Some 100,000 people in all gathered in front of the Lincoln Memorial to be a part of a demonstration to mark the 50th anniversary of the 1963 March for Jobs and Freedom, where Martin Luther King gave his “I Have a Dream” speech. The National Action Network called last Saturday’s rally and march to honor the legacy of King and the civil rights movement — but also to speak to the long way we have to go to fulfill that dream.

Union contingents wearing matching shirts provided patches of color among the sea of people — labourers in orange, letter carriers in blue, AFSCME in green, teachers in red, and on and on, with members of unions ranging from longshore workers to nurses, autoworkers to communications workers, and public-sector unions of all kinds boarding the buses to make their way to Washington.

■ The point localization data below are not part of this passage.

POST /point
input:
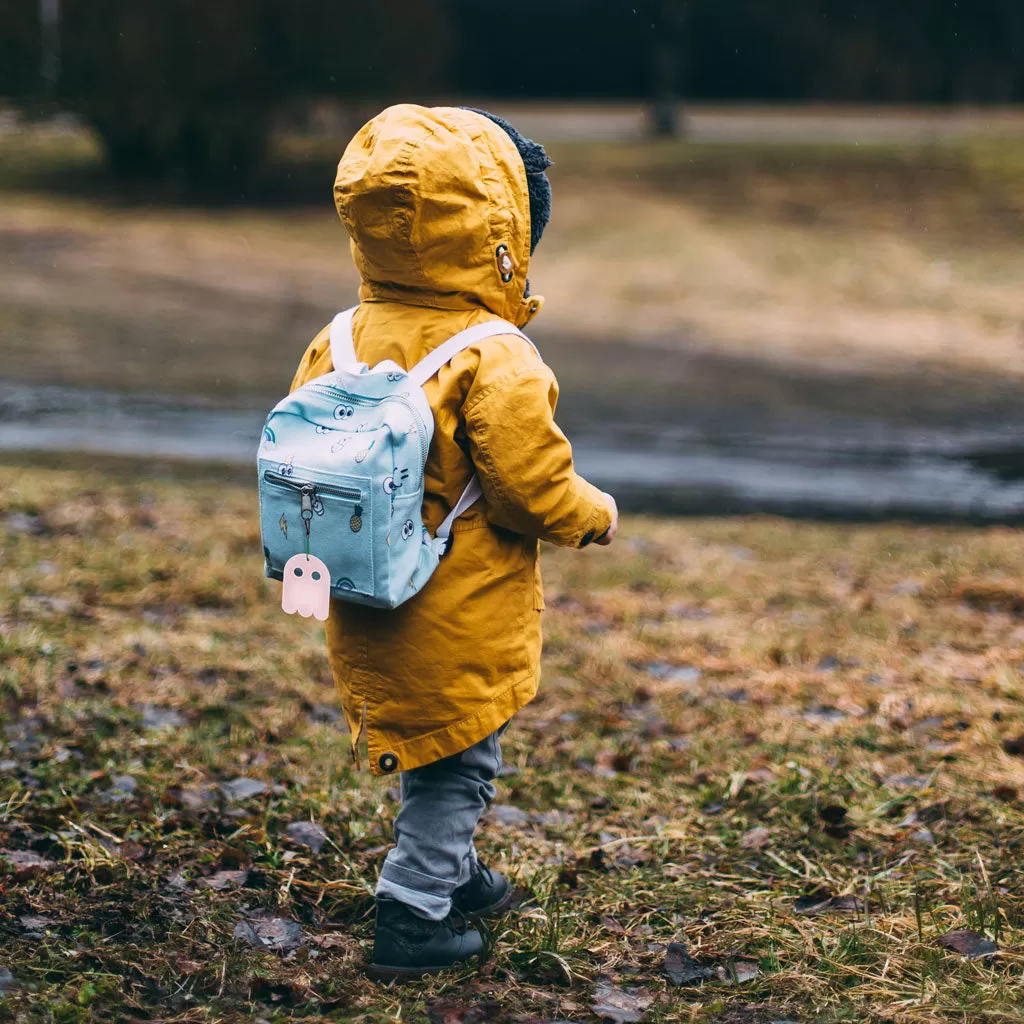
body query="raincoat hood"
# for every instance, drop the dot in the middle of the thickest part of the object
(436, 204)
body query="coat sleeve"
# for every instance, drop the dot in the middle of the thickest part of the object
(524, 462)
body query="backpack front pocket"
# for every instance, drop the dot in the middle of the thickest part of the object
(332, 521)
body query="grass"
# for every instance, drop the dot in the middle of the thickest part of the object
(735, 714)
(889, 257)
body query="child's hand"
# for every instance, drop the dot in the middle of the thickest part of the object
(609, 535)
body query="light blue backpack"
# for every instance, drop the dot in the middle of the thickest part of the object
(341, 475)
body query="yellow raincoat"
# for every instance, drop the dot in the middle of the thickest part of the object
(428, 197)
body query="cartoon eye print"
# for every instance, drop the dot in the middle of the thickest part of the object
(391, 484)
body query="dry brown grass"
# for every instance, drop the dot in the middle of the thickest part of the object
(734, 714)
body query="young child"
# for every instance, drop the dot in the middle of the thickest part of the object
(444, 207)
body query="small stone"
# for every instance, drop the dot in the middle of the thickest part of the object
(756, 839)
(243, 787)
(681, 969)
(738, 972)
(223, 881)
(26, 522)
(307, 834)
(161, 718)
(25, 863)
(276, 934)
(969, 944)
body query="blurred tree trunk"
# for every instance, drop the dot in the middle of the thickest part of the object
(666, 67)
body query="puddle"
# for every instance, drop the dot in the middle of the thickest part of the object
(842, 470)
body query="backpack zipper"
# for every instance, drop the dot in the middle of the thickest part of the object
(314, 488)
(355, 399)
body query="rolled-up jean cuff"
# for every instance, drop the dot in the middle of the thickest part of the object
(425, 904)
(411, 879)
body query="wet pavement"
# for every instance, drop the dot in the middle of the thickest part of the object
(701, 440)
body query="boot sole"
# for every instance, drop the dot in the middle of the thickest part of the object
(378, 972)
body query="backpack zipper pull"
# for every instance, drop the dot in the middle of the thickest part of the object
(307, 510)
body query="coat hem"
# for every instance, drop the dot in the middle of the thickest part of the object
(460, 736)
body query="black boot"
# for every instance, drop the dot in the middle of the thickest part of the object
(486, 894)
(407, 945)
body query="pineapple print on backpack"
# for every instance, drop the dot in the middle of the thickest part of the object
(357, 440)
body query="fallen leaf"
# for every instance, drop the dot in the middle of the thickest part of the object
(834, 814)
(568, 877)
(681, 969)
(846, 904)
(34, 922)
(130, 850)
(1015, 748)
(969, 944)
(756, 839)
(905, 781)
(307, 834)
(453, 1012)
(224, 880)
(333, 940)
(624, 1006)
(505, 814)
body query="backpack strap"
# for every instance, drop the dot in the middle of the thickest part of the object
(443, 353)
(342, 345)
(426, 369)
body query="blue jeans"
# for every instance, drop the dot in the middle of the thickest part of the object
(441, 804)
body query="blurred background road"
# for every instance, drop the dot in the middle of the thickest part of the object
(784, 274)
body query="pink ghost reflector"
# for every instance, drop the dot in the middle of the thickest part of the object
(306, 587)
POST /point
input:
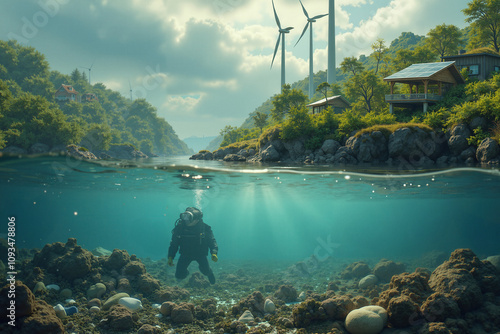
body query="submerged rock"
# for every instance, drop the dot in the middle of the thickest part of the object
(364, 321)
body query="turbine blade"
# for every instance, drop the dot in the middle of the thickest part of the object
(318, 16)
(303, 32)
(276, 16)
(304, 10)
(276, 49)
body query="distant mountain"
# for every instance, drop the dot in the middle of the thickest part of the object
(198, 143)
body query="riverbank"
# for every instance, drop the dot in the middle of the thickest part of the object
(406, 148)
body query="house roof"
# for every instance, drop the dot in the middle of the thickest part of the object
(68, 89)
(428, 71)
(330, 99)
(466, 55)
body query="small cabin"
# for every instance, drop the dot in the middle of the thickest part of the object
(479, 63)
(66, 93)
(427, 82)
(89, 97)
(338, 104)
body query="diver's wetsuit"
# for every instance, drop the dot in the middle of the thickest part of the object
(193, 243)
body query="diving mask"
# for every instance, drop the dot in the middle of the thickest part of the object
(187, 217)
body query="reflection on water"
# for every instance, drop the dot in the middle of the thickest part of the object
(257, 212)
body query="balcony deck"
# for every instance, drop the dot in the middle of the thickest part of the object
(412, 98)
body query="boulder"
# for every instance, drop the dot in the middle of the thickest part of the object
(270, 154)
(25, 300)
(458, 144)
(461, 130)
(234, 157)
(330, 146)
(120, 318)
(402, 311)
(338, 307)
(113, 300)
(364, 321)
(182, 313)
(487, 150)
(439, 307)
(42, 320)
(246, 317)
(96, 291)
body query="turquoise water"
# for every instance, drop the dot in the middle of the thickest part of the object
(255, 212)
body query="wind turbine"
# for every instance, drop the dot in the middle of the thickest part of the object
(282, 34)
(89, 68)
(310, 21)
(130, 90)
(331, 42)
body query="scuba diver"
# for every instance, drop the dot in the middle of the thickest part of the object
(193, 238)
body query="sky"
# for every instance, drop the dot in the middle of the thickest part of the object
(205, 64)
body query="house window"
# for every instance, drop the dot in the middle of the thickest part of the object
(473, 69)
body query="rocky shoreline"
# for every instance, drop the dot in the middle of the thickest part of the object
(118, 152)
(64, 288)
(407, 148)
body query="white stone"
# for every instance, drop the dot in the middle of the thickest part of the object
(94, 309)
(368, 281)
(302, 296)
(60, 312)
(379, 310)
(269, 306)
(362, 321)
(246, 317)
(133, 304)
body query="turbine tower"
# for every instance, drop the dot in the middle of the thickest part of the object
(310, 21)
(331, 43)
(281, 36)
(88, 68)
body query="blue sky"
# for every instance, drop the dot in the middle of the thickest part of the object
(205, 64)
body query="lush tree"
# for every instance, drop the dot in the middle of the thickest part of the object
(31, 119)
(38, 85)
(444, 39)
(260, 120)
(379, 53)
(351, 65)
(484, 16)
(289, 98)
(367, 92)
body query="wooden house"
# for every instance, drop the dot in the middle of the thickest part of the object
(480, 64)
(66, 93)
(338, 103)
(89, 97)
(427, 84)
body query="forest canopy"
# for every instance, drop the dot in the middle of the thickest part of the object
(29, 112)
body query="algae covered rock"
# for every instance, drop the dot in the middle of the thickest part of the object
(182, 313)
(364, 321)
(338, 307)
(69, 260)
(113, 300)
(120, 318)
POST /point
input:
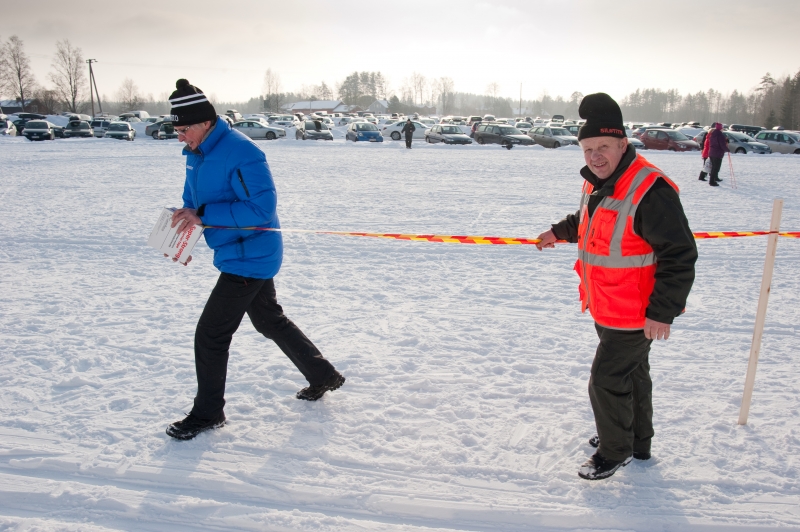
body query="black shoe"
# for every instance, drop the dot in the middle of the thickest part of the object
(597, 467)
(191, 426)
(594, 441)
(312, 393)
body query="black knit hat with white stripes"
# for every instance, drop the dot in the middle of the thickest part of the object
(190, 105)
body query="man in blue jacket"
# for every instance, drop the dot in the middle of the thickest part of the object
(229, 184)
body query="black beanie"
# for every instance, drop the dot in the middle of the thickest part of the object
(190, 105)
(603, 117)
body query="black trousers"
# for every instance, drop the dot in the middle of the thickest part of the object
(621, 393)
(716, 164)
(229, 300)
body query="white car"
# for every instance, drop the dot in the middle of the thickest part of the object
(8, 128)
(394, 130)
(257, 130)
(523, 126)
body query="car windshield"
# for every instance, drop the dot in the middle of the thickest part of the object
(676, 135)
(741, 137)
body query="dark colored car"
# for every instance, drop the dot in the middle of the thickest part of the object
(668, 139)
(20, 125)
(313, 130)
(447, 134)
(152, 129)
(751, 131)
(39, 130)
(505, 135)
(120, 130)
(78, 128)
(363, 131)
(167, 131)
(31, 116)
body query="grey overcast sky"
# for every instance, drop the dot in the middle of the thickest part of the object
(558, 46)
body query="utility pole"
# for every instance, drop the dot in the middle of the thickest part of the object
(93, 82)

In addition to large contingents of Black union members, churches, fraternities and sororities turned out. In many cities, NAACP chapters worked with local activists to fill up bus after bus as the interest in going to the march kept pouring in. The angry response to the not-guilty verdict for George Zimmerman, the vigilante neighborhood watch head who killed unarmed teenager Trayvon Martin last year, was a lightning rod for those who had an urgent message to send about racial profiling and the criminal injustice system.

Yolanda Woods, a member of AFSCME Local 2481, traveled with her two young daughters from Springfield Ill., on a bus organized by the NAACP. “We knew that we wouldn’t have this opportunity again,” she said. “This is a part of history and we wanted them to experience that.”

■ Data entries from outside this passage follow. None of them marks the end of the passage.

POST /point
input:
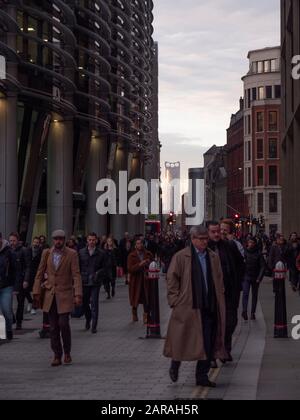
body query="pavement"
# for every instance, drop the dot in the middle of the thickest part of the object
(120, 364)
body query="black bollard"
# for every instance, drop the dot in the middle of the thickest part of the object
(280, 324)
(153, 324)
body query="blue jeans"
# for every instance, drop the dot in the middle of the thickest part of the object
(6, 307)
(247, 286)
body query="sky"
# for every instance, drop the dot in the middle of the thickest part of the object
(203, 48)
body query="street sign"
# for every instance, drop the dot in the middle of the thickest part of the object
(2, 67)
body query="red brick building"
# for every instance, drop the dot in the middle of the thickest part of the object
(236, 199)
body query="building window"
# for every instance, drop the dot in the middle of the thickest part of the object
(260, 203)
(273, 149)
(261, 93)
(273, 175)
(273, 202)
(259, 122)
(260, 176)
(273, 66)
(260, 67)
(259, 149)
(269, 92)
(267, 66)
(273, 121)
(248, 151)
(277, 91)
(249, 177)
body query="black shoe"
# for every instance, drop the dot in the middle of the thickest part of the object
(9, 336)
(174, 374)
(206, 383)
(229, 359)
(245, 316)
(44, 334)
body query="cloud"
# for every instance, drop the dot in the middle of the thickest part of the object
(203, 47)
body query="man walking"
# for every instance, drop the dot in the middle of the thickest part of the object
(58, 278)
(33, 257)
(196, 294)
(138, 263)
(21, 270)
(92, 268)
(233, 268)
(7, 284)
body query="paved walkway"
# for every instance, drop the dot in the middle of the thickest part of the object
(119, 363)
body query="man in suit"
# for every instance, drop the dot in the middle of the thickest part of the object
(196, 330)
(59, 278)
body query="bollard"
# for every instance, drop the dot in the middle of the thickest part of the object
(2, 328)
(280, 324)
(153, 324)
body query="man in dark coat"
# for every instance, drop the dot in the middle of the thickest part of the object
(233, 268)
(92, 268)
(138, 263)
(7, 285)
(33, 257)
(254, 274)
(21, 268)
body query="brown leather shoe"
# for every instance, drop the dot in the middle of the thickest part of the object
(56, 362)
(134, 315)
(68, 359)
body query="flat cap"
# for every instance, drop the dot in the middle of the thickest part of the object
(59, 234)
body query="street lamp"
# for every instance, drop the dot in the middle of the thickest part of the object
(2, 67)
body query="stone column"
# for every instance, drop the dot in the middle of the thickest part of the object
(8, 165)
(118, 222)
(60, 176)
(97, 169)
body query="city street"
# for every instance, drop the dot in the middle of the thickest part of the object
(118, 364)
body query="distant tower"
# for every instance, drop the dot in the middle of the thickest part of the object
(172, 173)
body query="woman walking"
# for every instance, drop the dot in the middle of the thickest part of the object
(111, 267)
(254, 274)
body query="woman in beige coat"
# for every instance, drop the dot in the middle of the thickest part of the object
(196, 294)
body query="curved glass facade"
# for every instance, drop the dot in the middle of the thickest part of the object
(81, 70)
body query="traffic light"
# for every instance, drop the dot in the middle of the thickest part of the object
(171, 219)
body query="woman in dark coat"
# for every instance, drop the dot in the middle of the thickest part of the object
(254, 274)
(111, 267)
(138, 264)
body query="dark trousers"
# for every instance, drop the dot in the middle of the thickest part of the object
(91, 304)
(247, 286)
(22, 295)
(59, 331)
(209, 337)
(294, 277)
(110, 286)
(232, 307)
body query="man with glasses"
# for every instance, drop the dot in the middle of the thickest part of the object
(58, 278)
(196, 294)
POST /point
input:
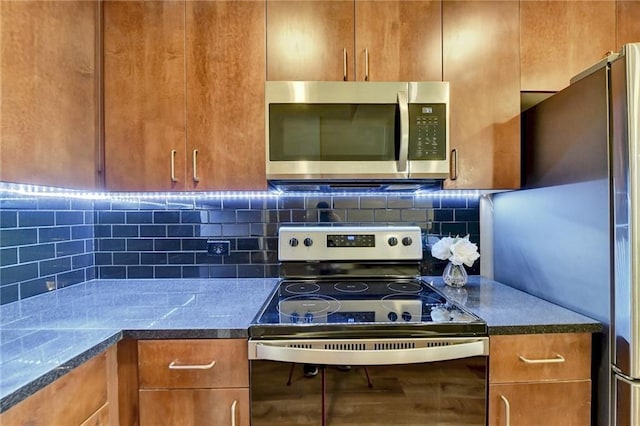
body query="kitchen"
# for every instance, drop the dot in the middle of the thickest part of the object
(177, 99)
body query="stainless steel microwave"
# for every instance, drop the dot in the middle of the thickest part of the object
(352, 131)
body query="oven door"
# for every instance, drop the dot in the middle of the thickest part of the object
(369, 382)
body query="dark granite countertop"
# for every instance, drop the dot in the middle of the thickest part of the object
(43, 337)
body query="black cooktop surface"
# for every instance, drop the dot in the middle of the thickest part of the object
(361, 308)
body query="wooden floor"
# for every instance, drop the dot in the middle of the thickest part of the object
(451, 393)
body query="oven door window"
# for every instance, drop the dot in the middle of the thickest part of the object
(333, 132)
(446, 392)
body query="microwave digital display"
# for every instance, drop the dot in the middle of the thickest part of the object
(427, 132)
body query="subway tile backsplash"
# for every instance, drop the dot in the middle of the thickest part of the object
(52, 242)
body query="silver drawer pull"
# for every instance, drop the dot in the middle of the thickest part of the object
(558, 359)
(507, 410)
(233, 412)
(175, 366)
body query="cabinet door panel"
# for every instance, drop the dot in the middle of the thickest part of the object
(305, 39)
(71, 399)
(194, 407)
(227, 359)
(403, 39)
(481, 62)
(628, 16)
(49, 97)
(554, 403)
(144, 95)
(225, 95)
(559, 39)
(571, 350)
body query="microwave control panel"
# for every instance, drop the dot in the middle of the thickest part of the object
(427, 132)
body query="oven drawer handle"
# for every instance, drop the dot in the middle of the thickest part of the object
(273, 352)
(555, 360)
(175, 366)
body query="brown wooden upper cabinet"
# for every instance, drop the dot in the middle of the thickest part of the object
(481, 61)
(49, 96)
(184, 95)
(559, 39)
(627, 19)
(361, 40)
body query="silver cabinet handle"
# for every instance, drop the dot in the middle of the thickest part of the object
(507, 410)
(195, 166)
(453, 165)
(366, 64)
(344, 64)
(175, 366)
(557, 359)
(403, 103)
(233, 412)
(173, 165)
(273, 352)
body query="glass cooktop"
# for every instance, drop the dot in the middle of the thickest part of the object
(361, 308)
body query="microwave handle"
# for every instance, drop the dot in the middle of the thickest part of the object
(403, 104)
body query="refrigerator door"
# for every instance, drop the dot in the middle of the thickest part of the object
(627, 402)
(625, 152)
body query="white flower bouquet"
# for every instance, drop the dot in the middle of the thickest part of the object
(456, 250)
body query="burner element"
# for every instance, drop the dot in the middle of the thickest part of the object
(302, 288)
(405, 287)
(351, 287)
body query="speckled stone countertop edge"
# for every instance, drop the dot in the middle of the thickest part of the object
(595, 327)
(54, 374)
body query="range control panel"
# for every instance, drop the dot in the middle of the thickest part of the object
(349, 243)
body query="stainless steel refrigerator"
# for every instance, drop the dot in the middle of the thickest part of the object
(572, 235)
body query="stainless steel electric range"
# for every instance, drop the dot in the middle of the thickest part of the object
(352, 335)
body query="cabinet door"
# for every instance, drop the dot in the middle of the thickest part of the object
(559, 39)
(144, 84)
(628, 16)
(481, 62)
(194, 407)
(403, 40)
(225, 95)
(306, 40)
(49, 93)
(553, 403)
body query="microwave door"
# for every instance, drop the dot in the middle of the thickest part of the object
(403, 105)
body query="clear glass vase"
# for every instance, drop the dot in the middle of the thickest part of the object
(455, 275)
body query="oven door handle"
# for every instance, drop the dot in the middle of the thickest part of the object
(275, 351)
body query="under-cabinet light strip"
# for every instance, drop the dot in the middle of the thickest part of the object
(47, 191)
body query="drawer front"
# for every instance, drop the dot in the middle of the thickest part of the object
(70, 400)
(183, 364)
(539, 357)
(534, 404)
(194, 407)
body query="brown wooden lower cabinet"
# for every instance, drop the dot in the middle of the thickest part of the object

The sentiment among marchers was a contrast to many of the speakers on the podium — especially those who got the most time. There was House Minority Leader Nancy Pelosi, who has not the slightest connection to civil rights or anti-racism. The low point, though, had to be a 30-minute speech by Attorney General Eric Holder — the most powerful law enforcement official in the land at a time when racism runs rife in the criminal justice system.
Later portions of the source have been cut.